Look at it as an exploratory tryout of a new environment.

Don't be confused by error messages! Better think as Thomas A. Edison, the inventor of the light bulb, said: Bulb

Prerequisites

To understand this script, you should have

  • R and RStudio installed and
  • connected R to RStudio and
  • you should be familiar with the four windows of RStudio.

All this is described in the digital scripts How to install R and RStudio and RStudio und R-Skripte (the latter in german only), look there if necessary and then return here!

It is best to open RStudio parallel to the digital script, so that you can try out the functions directly. You can also read the digital script on a smartphone or tablet.

Questions or remarks?
The RLab team is always grateful for suggestions and comments to improve this digital script! You can also ask questions about the content! Use the comments for all this!

GUI versus IDE

Especially when you are learning R at the beginning, the script-based control and the endless possibilities of statistical analysis can be intimidating. Compared to other statistical software such as Excel or SPSS, RStudio does not have a Graphical User Interface (GUI), but an Integrated Development Environment (IDE).

MS Excel, SPSS, ...? BetteR use R! :)

Compared to the pure program R, RStudio provides you with the script window, plot window, environment and console to make it easier to use.
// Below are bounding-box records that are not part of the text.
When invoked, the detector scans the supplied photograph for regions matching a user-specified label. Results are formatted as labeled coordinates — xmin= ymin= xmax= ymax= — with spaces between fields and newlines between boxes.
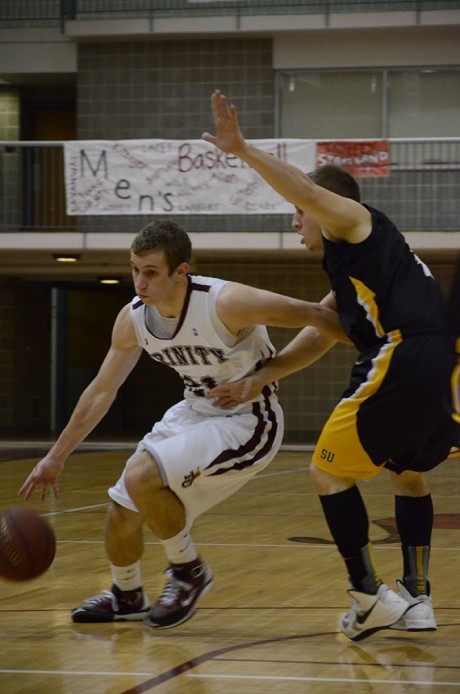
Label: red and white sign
xmin=316 ymin=140 xmax=390 ymax=178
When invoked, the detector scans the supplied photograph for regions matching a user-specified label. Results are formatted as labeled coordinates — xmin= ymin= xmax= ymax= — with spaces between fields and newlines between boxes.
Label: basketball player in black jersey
xmin=203 ymin=91 xmax=460 ymax=641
However, it is a prerequisite that you know in advance what you want to calculate or display. In RStudio there is no possibility to "click" through the choices as in e.g., SPSS.

The control of the program R is script-based and it is important that you don't get discouraged by error messages. It is quite normal for error messages to appear or for something not to work as intended.

Comfort Zone

For general information on R-Help functions, see the digital script R-Hilfe in- und außerhalb von R (in german only).

Installing an R package

Here you can see how easy and quick you can add an R package to your R installation!

Questions or remarks?
The RLab team is always grateful for suggestions and comments to improve this digital script! You can also ask questions about the content! Use the comments for all this!

Updating R, R-packages and RStudio

The R Core Team is responsible for R and is posting new R versions regularly. To be always up to date, you can use the function updateR(). It is included in the "installr" R package. updateR() automatically searches for the latest R version and then offers the possibility to install it. So you are always up to date!

Although administrator rights are required for the first installation of R and RStudio, they are not required when updating the programs.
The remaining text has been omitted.